Schon während der ersten großen Auswanderungswelle osteuropäischer
Juden nach Palästina gegen Ende des 19. Jahrhunderts besaß das
sogenannte „Heilige Land“ in den von Europa bereits weitgehend
unabhängigen Staaten Südamerikas eine mehr als ernstzunehmende und
für viele pragmatische Juden geradezu bestechend-attraktive
Konkurrenz als realistisches Sehnsuchtsziel für ein besseres,
freieres und vor allem weitgehend selbstbestimmtes Leben fern der
allgegenwärtigen, kaum antizipierbaren absoluten Bedrohung in ihren
Herkunftsländern, insbesondere dem von „spontanen“ Pogromen
geprägten zaristischen Russland.
Länder wie Brasilien oder
Argentinien trugen dabei schon früh zur organischen Entwicklung
eines ebenso ausgeprägten wie vitalen jüdischen Selbstbewußtseins
bei, das dem von der landwirtschaftlichen Aufbauarbeit erster
zionistischer Pioniere geprägte aggressive Selbstverständnis
Israels in nahezu paralleler Entwicklung von Anfang an weitgehend
entsprechen konnte: der noch in Russland geborene und in der
berühmten jüdischen Enklave Moisés Ville
aufgewachsene Schriftsteller
und Journalist Alberto Gerchunoff (1883-1950) prägte mit seinem
berühmten Erzählungsband von 1910 den Begriff von den stolzen
„jüdischen Gauchos“, sein Landsmann Ricardo Feierstein (geboren
1942) beschwor in seinem Roman „Mestizo“ über ein halbes
Jahrhundert später sogar die direkte identifikative Verschmelzung
mit der neuen südamerikanischen Heimat in der Titelgestalt des
Mischlings.
Wie ein geflügeltes Pferd, das zum Flug bereit ist, zum Flug zu
den Bergen des ewigen Lächelns, zu Abrahams Schoß. Wie ein Pferd,
das auf den Hufspitzen steht und bereit ist, über die Pampa zu
galoppieren.

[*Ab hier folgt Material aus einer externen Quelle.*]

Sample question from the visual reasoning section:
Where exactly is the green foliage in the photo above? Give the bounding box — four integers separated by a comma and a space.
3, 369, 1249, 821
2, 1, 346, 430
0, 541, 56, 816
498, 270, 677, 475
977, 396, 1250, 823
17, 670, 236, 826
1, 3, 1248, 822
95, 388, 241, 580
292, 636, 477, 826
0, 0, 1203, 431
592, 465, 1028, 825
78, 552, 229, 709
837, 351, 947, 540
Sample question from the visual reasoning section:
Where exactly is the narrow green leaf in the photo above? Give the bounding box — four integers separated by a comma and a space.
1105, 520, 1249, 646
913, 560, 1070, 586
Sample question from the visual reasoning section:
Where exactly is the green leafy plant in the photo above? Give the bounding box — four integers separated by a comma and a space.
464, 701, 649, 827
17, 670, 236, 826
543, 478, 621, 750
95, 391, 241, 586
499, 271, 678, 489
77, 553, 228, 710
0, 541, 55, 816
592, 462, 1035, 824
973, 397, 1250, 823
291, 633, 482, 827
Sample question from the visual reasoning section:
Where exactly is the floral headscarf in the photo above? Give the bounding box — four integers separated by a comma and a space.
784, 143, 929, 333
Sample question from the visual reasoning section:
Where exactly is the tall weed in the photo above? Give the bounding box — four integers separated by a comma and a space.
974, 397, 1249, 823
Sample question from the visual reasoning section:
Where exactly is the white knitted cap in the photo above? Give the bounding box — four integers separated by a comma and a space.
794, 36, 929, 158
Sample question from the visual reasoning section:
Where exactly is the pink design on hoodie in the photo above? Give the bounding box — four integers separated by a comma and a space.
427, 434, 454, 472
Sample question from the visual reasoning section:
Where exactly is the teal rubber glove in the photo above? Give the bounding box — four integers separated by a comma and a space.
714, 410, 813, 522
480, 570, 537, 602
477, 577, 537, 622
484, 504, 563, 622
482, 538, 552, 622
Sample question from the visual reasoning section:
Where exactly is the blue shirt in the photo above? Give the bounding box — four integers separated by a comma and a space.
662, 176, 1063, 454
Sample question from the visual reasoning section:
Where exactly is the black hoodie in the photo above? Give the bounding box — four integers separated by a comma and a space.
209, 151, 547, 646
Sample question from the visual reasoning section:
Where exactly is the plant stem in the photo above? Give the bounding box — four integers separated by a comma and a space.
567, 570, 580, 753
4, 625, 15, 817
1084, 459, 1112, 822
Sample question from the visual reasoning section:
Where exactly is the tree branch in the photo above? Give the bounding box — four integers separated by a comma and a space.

Wie ein Zentaur im Garten, bereit zum Sprung über die
Mauer, auf der Suche nach der Freiheit.
Die Tendenz, nicht länger das biblische Israel oder den historischen
Landstrich Palästina als Gelobtes Land zu bezeichnen, sondern jedes
beliebige andere aufnahmebereite Land mit günstiger,
identitätsstiftender Perspektive, kennen wir bereits aus den
aufgeklärten Staaten Westeuropas während der für das europäische
Judentum ausgesprochen fruchtbaren und hoffnungsvollen Epoche der
Vorkriegsordnung, die von den Nationalsozialisten schon bald auf so
grausame Art und Weise scheinbar endgültig widerlegt wurde. Mit dem
historisch eindeutig definierten Begriff „Tempel“ war im
Sprachgebrauch des liberalen deutschen Judentums längst nicht mehr
ein in Trümmern liegender messianischer Sehnsuchtsort in Jerusalem
gemeint, sondern immer und grundsätzlich die konkrete heimische
Synagoge.
Kein Galopp jetzt mehr. Jetzt ist alles gut. Jetzt sind wir wie
alle anderen. Niemand wundert sich mehr über uns. Vorbei die Zeit,
wo man uns als sonderbar bezeichnete – weil wir niemals an den
Strand gingen, weil Tita meine Frau, immer Hosen trug. Sonderbar,
wir? Nein. Vergangene Woche kam der Geisterbeschwörer Peri zu Tita,
der allerdings ist sonderbar – ein kleiner, schlanker
Indiomischling mit spärlichem Bartwuchs, behängt mit Ketten und
Ringen, einen Stab in der Hand und dazu kaum zu verstehen. Man mag
sich ja wundern, dass ein so seltsamer Mensch zu uns kommt; aber
schließlich kann jeder an der Tür klingeln. Und außerdem –
sonderbar gekleidet war er, nicht wir. Wir? Wir sehen ganz normal
aus.
Moisés Ville, Argentinien |
An die von Gerchunoff und Feierstein in ihren vielschichtigen Werken
postulierte und auch persönlich vorgelebte Identifikation mit dem
Kontinent Südamerika, insbesondere auch mit seiner überbordenden
Natur, seinen indigenen und nationalen Traditionen sowie der
unterschiedlichen, jedoch ganz besonders im Magischen Realismus Jorge
Luis Borges' oder Gabriel Garcia Marquez' zu verortenden
literarischen Fixpunkte, knüpfte auch der in seiner Heimat hoch
geehrte und vielfach ausgezeichnete brasilianisch-jüdische
Schriftsteller Moacyr Scliar (1937-2011) nahtlos an, dessen seit
letztem Jahr endlich auch in deutscher Sprache wieder zugänglicher
Roman „Der Zentaur im Garten“ (1980) vom amerikanischen National
Yiddish Book Center unter die
hundert wichtigsten und einflussreichsten Werke zeitgenössischer
jüdischer Literatur gewählt wurde.
Der Zenaur ist eine Metapher für jene doppelte Identität, die
für Juden in einem Land wie Brasilien charakteristisch ist. Zu Hause
spricht man Jiddisch, isst Gefilte Fisch und hält den Sabbat. Aber
draußen auf der Straße regieren Fußball, Samba und die
portugiesische Sprache. Nach einer Weile fühlst du dich wie ein
Zentaur.
Er erzählt darin auf unnachahmliche Art und Weise die höchst
unterhaltsame und geistreiche, nahezu unglaubliche, aber auf
metaphorischer Ebene umso wahrhaftigere Geschichte eines
brasilianisch-jüdischen Mischwesens, eines leibhaftigen Zentauren.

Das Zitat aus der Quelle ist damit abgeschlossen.